One further pair of non-monophyletic genera are Myriocarpa and Gyrotaenia, whose species are mixed together in Clade 2D. However, these genera are separated by five of the traits examined, the two Myriocarpa species examined having apomorphies for virgate cystoliths, fused intrapetiolar stipules, connate female perianth lobes (unique in Clade II), and smooth-and-dull achenes. The only other character that varies within Clade 2D is leaf venation type, which distinguishes Myriocarpa cordata from all others. It is very unlikely that four out of five apomorphies (treating the stipule characters as one) within this clade should have occurred independently in two distinct lineages. Instead, the apparent non-monophyly of Myriocarpa might be a signature of some of reticulate evolution, possibly indicating a role for hybridization in this clade.

4.4 Adaptive evolution of characters in Urticaceae

Many of the characters examined here are likely adaptive, and hence might have responded to shifts in habitat or vegetation type [31]. Within Urticaceae, most species occur either in forests or at their margins [17], with many preferring wet places, along streams or under shade in the tropics. It is well known that convergent evolution may produce similar phenotypes in different geographically isolated regions [62], with similar conditions selecting for the same traits [63], and this could explain some of the homoplasy seen within this family. Competitive interactions might further drive switches to both homoplasious and novel character states [64]. Furthermore, some Urticaceae are pioneer species, and morphological changes could accompany switches between such habitats.

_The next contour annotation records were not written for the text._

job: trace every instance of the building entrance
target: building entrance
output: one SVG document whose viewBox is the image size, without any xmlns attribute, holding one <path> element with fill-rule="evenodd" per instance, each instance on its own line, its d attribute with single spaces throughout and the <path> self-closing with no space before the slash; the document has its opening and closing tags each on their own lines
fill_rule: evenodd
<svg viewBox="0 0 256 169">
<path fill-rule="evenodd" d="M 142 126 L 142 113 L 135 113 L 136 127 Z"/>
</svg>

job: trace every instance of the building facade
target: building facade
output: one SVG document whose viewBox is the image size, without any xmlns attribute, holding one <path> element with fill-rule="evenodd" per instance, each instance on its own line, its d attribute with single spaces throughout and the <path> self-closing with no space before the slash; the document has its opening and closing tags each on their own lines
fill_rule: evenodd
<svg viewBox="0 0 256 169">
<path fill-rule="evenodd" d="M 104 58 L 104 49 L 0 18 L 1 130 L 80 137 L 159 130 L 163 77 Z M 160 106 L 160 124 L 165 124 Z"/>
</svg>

Two apparently adaptive traits that have been lost in certain lineages are stinging hairs and inflexed stamens. Stinging hairs occur in four Eudicot families (Urticaceae, Euphorbiaceae, Loasaceae, and Hydrophyllaceae [65]. Most research on stinging hairs has focused on their toxicology [37, 38, 45], ontogeny and morphology [37], whereas there has been relatively little on their evolution (but see [66]). They are affected by grazing pressure [66], and possibly also biogeographic context and competition [62]. Both instances of stinging hair loss in Urticaceae are associated with long dispersal: into SW China for Poikilospermum and into Hawaii for Urera glabra + Touchardia. For Touchardia, the loss is likely an adaptive response to the absence of native herbivorous mammals in Hawaii, but for Poikilospermum it could reflect a chance loss of key genes due to a founder effect, or period of low herbivore numbers at the time.

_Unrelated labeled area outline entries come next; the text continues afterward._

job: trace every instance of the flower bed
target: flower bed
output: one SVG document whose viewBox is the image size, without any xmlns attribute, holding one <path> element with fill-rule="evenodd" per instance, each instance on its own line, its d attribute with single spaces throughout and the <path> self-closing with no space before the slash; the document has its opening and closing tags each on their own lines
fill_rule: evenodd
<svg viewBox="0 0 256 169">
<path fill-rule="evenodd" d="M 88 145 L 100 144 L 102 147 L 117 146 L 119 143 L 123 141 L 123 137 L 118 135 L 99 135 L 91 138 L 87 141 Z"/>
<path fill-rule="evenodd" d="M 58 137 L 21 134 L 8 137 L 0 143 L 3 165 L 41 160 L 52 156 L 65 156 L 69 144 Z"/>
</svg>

Stamens that are inflexed in the bud can explosively expel pollen by bending outwards elastically and suddenly during anthesis [31]. This is likely adaptive for wind-pollination, especially in understorey environments with limited air movement, where most Urticaceae grow. This trait is shared with the majority of Moraceae and apparently also Celtis tetrandra outside of Urticaceae, so the inflexed filament character may be older than the family Urticaceae. We detected independent losses in the two clades comprising former Cecropiaceae: Poikilospermum and Cecropia+Myrianthus+Coussapoa. A possible explanation for this loss is that all these three genera are tall lianas or trees, wherein elevated flowers can get more wind, which might remove the need for explosive pollen expulsion.

Overall, character evolution in Urticaceae must have been affected by a variety of ecological, genetical, and developmental factors as well as biogeography and chance events like dispersal [31, 67]. Research in all these areas will help untangle the complex causes involved, whereas a dated phylogeny might uncover instances of rapid adaptive radiation.